Getting Closer to Continuous Flow in Health Care

Virginia Mason Institute

What is continuous flow?

In manufacturing, continuous flow occurs when a single product is built from start to finish on an assembly line that doesn’t stop. Henry Ford, inspired by the processes he saw in flour mills, canneries and industrial bakeries, began using continuous flow successfully in automobile manufacturing in 1913 to realize his goal to produce affordable cars for the population. Today, in Dearborn, Michigan, visitors to the Henry Ford museum’s Rouge factory can see how workers and machines now produce a fully functional truck down a continuously moving assembly line once every minute. At every step along the way, value — as seen from the customer’s point of view — is added to the automobile.

Toyota’s improvement of the flow model

Decades later, Toyota knew that to realize their goal of producing smaller cars that used less fuel, they would need to look deeply at the existing processes. The Toyota team observed that in the traditional Ford assembly line, the engineers set the pace determining the rhythm of assembly, and the workers on the line had no control. So when a problem occurred on the line, the workers had no way to identify the problems or stop the process — they were at the mercy of the production process that was handed down to them. The result was a system that had the potential to produce cars with defects that might be passed down to customers.

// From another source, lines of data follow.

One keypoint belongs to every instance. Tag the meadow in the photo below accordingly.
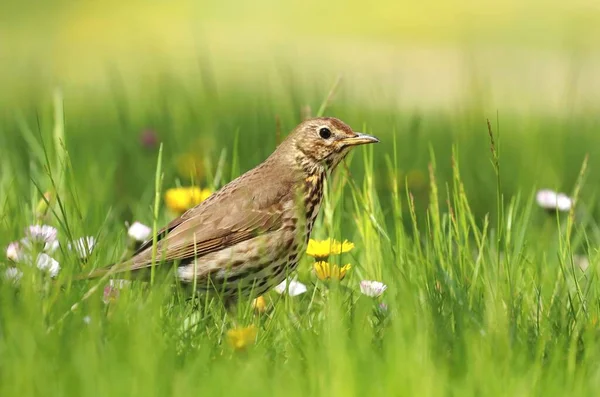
(487, 291)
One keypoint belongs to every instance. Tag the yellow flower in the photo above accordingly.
(240, 338)
(325, 271)
(260, 304)
(183, 198)
(323, 248)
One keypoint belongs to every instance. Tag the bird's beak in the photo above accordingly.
(359, 139)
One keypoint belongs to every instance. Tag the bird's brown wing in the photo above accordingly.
(241, 210)
(201, 235)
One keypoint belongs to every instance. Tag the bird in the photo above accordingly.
(248, 236)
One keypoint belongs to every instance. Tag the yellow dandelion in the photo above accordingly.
(240, 338)
(321, 249)
(260, 304)
(183, 198)
(325, 271)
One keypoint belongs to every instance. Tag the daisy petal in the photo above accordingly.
(551, 200)
(372, 288)
(41, 233)
(47, 263)
(295, 288)
(83, 246)
(13, 274)
(139, 232)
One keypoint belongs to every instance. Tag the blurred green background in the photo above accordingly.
(199, 74)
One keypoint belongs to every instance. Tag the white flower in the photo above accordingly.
(83, 246)
(551, 200)
(139, 232)
(13, 274)
(14, 251)
(46, 263)
(119, 283)
(41, 234)
(295, 288)
(51, 247)
(372, 288)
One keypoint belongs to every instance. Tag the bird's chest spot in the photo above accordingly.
(312, 200)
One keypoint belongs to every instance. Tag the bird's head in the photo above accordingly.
(325, 141)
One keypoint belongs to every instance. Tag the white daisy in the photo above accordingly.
(41, 234)
(14, 251)
(47, 263)
(294, 288)
(139, 232)
(551, 200)
(83, 246)
(372, 288)
(13, 274)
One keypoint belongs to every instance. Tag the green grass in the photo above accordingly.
(484, 295)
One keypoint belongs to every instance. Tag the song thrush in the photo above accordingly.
(249, 234)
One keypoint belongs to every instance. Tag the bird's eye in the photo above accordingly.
(325, 133)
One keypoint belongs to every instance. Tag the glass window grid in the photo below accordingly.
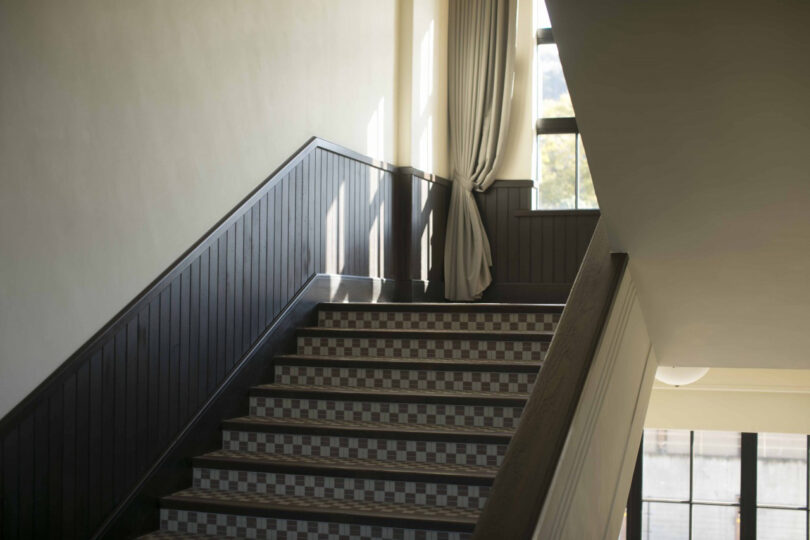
(545, 37)
(636, 499)
(691, 501)
(806, 506)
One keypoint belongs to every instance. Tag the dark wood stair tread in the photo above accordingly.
(439, 364)
(347, 466)
(413, 333)
(174, 535)
(364, 429)
(392, 395)
(322, 509)
(442, 307)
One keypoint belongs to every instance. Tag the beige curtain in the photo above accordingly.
(480, 76)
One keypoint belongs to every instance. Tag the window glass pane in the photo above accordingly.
(541, 12)
(715, 522)
(717, 467)
(782, 469)
(553, 92)
(557, 171)
(664, 521)
(666, 464)
(587, 195)
(781, 524)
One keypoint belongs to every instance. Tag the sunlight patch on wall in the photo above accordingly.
(375, 132)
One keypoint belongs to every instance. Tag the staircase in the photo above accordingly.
(390, 421)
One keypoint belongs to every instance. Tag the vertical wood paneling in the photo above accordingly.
(535, 248)
(11, 499)
(101, 423)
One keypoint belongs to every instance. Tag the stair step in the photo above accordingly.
(409, 516)
(177, 535)
(421, 432)
(368, 440)
(439, 317)
(420, 334)
(388, 406)
(214, 525)
(441, 307)
(344, 466)
(327, 478)
(444, 364)
(400, 395)
(411, 377)
(521, 346)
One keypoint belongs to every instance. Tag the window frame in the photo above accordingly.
(554, 126)
(748, 504)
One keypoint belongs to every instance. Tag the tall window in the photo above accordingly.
(720, 485)
(563, 177)
(782, 486)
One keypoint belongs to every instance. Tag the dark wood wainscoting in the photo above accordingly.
(77, 448)
(535, 253)
(429, 197)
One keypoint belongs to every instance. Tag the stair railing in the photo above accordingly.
(523, 481)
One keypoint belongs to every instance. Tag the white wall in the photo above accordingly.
(129, 128)
(422, 86)
(589, 490)
(752, 400)
(696, 122)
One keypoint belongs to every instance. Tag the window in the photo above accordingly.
(719, 485)
(562, 173)
(781, 486)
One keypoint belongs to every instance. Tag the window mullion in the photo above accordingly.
(576, 170)
(748, 486)
(691, 477)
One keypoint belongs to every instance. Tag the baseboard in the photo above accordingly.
(533, 293)
(427, 291)
(138, 513)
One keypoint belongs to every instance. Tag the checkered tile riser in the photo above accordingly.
(355, 489)
(415, 379)
(401, 450)
(233, 526)
(423, 348)
(385, 412)
(516, 322)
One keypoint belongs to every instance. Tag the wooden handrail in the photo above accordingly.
(523, 481)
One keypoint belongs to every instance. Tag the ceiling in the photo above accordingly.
(695, 118)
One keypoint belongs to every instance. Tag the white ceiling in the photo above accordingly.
(695, 117)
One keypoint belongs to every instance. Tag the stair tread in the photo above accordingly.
(348, 463)
(348, 425)
(162, 534)
(237, 502)
(416, 363)
(391, 394)
(412, 333)
(441, 307)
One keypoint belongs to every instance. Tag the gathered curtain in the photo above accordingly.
(481, 49)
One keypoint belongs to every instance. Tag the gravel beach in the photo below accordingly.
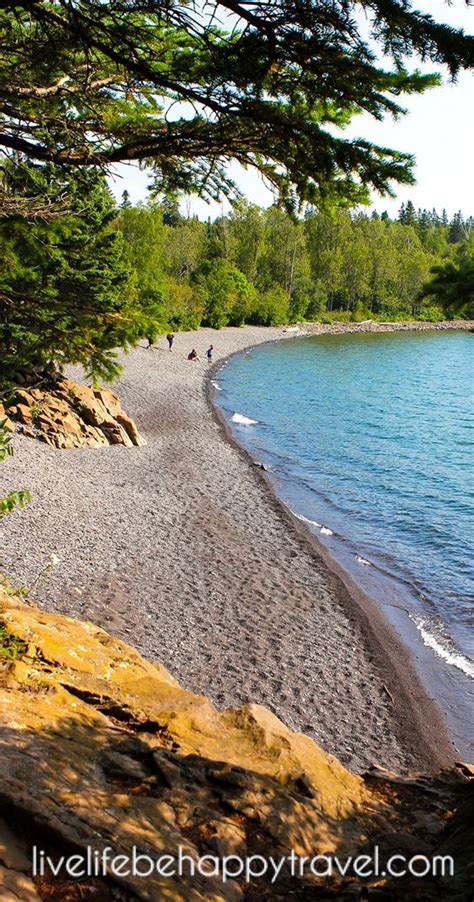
(181, 549)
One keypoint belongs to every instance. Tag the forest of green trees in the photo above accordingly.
(80, 276)
(261, 266)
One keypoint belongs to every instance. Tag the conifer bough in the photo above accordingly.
(187, 87)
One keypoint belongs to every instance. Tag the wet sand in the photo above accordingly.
(182, 549)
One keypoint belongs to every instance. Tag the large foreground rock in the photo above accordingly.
(65, 414)
(101, 748)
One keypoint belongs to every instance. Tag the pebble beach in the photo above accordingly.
(181, 549)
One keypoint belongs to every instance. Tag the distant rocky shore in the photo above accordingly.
(181, 548)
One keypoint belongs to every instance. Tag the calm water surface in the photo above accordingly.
(369, 439)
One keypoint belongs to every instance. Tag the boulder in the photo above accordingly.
(68, 415)
(101, 748)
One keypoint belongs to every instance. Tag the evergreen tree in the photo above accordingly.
(457, 231)
(66, 291)
(266, 84)
(452, 284)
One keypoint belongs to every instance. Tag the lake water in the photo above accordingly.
(369, 440)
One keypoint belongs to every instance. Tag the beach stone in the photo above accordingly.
(69, 415)
(104, 748)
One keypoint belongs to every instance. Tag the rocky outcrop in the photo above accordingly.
(101, 748)
(68, 415)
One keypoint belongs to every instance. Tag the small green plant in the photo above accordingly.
(8, 588)
(11, 647)
(42, 577)
(15, 498)
(35, 411)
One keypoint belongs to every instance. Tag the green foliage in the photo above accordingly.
(261, 266)
(15, 498)
(452, 285)
(11, 647)
(67, 292)
(270, 85)
(229, 295)
(272, 308)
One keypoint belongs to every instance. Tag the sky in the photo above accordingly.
(438, 129)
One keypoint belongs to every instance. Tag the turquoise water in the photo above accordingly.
(369, 439)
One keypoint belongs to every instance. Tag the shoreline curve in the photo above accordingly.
(419, 722)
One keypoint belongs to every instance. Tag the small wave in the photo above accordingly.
(243, 421)
(306, 520)
(442, 649)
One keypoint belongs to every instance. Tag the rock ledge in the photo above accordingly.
(68, 415)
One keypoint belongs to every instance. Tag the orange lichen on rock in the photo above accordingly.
(100, 747)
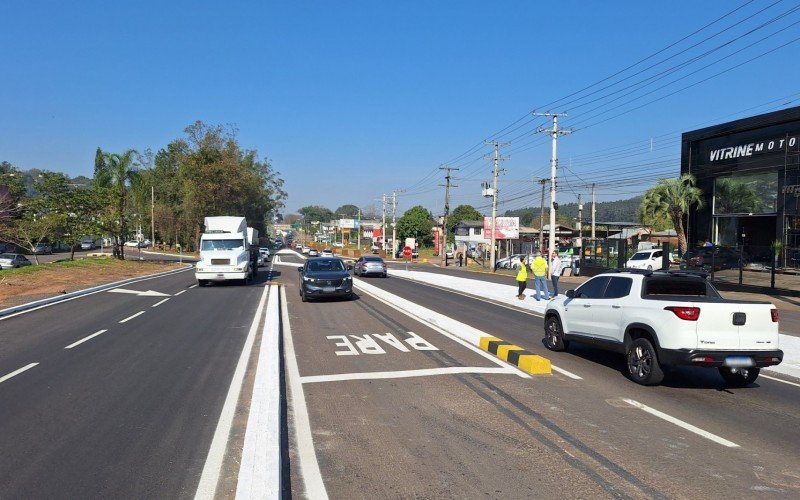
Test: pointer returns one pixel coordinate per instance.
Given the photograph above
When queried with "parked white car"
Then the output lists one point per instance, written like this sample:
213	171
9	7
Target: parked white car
646	259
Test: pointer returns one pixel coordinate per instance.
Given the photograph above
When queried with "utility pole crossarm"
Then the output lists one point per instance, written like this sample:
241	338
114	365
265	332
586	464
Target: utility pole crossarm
496	172
554	133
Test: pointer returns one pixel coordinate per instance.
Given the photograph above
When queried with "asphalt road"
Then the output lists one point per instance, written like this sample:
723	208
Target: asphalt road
412	433
127	413
119	395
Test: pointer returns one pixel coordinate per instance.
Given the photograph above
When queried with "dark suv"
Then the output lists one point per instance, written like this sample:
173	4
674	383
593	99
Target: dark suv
716	258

Therefore, Toyota developed a lean production system, in which they set the pace of production to the demand of the day. They respected the workers on the line — realizing that the people who did the work understood their part of the process the best. In the Toyota model, workers who saw a defect on the line became empowered to stop the process (using an andon), analyze the problem and build countermeasures back into the process to prevent the same problems from occurring again. Toyota’s process of continuous flow was inseparable from the concept of continuous learning.

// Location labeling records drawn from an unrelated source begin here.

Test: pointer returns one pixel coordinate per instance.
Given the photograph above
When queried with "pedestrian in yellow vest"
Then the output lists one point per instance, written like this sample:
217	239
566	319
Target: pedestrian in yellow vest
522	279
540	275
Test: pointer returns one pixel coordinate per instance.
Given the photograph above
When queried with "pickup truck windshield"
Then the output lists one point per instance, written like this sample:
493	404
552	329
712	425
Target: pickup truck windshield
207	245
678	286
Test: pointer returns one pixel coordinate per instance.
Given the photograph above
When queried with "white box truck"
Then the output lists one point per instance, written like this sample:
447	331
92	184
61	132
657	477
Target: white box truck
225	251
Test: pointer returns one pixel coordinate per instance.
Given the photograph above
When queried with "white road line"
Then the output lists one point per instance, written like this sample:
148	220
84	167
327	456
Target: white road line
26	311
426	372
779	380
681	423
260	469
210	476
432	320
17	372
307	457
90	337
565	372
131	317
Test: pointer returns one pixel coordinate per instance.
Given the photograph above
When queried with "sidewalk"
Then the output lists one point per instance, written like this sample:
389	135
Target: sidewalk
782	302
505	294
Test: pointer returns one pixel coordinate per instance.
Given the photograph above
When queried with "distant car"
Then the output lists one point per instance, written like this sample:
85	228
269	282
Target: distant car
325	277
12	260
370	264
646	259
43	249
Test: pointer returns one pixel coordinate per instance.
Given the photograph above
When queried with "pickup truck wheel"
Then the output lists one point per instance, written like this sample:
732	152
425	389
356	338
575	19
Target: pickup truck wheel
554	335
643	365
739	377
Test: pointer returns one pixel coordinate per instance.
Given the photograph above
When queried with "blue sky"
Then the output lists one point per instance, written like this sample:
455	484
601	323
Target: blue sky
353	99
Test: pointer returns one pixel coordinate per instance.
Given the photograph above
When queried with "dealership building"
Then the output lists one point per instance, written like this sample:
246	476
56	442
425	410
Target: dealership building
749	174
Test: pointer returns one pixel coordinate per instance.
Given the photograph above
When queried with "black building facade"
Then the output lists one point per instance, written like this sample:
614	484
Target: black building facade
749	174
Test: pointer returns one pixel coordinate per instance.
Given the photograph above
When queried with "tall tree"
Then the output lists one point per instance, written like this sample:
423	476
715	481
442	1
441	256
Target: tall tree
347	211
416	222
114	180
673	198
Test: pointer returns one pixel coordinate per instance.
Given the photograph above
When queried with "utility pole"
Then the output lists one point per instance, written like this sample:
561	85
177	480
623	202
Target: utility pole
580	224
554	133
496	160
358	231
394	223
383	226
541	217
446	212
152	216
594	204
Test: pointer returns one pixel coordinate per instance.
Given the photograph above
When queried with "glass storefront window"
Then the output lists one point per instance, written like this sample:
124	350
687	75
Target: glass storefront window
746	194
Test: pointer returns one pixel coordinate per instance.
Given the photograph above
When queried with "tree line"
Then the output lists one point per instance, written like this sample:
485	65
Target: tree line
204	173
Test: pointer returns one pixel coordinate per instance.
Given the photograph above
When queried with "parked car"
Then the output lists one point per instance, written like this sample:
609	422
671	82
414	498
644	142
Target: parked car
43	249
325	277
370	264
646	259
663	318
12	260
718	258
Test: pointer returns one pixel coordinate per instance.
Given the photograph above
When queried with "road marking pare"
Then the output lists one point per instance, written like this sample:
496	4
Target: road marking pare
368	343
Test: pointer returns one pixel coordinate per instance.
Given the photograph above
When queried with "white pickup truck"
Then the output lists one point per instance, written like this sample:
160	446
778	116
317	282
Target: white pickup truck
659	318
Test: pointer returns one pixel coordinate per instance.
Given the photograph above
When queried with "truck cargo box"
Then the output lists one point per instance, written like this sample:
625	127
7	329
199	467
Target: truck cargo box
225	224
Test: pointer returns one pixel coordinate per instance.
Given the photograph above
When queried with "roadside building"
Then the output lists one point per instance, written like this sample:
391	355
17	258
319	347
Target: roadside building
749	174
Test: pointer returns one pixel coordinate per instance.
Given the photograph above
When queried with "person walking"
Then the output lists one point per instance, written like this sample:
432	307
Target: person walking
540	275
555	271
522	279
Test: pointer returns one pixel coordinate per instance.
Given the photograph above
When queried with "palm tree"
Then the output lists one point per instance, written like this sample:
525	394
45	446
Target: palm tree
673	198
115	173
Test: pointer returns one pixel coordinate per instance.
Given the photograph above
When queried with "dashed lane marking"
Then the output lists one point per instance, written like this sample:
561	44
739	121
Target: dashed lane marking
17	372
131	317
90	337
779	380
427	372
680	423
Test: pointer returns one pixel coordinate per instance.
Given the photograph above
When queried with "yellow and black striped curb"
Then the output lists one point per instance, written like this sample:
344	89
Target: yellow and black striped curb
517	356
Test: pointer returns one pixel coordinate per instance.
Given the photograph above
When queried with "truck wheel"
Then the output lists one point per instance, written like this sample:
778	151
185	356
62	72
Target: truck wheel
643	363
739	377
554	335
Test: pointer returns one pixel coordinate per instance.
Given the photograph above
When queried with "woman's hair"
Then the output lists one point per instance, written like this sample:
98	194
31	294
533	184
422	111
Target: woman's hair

At the time, the traditional mindset was “I go to work to do my work.” With Toyota, the mindset changed to reflect their new culture: “I go to work to improve my work.”

Eventually, other automobile manufacturers adopted Toyota’s refined version of continuous flow, and airplane manufacturers followed suit soon after to achieve safer, more efficient processes in airplane manufacturing.

Moving away from batching

In health care today, the norm is batching, a process that involves producing products and services in groups. This process is not only inefficient but also carries the potential of errors that can be passed down to patients. With today’s lean production system, organizations can employ one-piece flow, in which each product or service is given the attention it deserves — and fewer errors result. The best organizations are moving toward continuous flow, but we aren’t there yet.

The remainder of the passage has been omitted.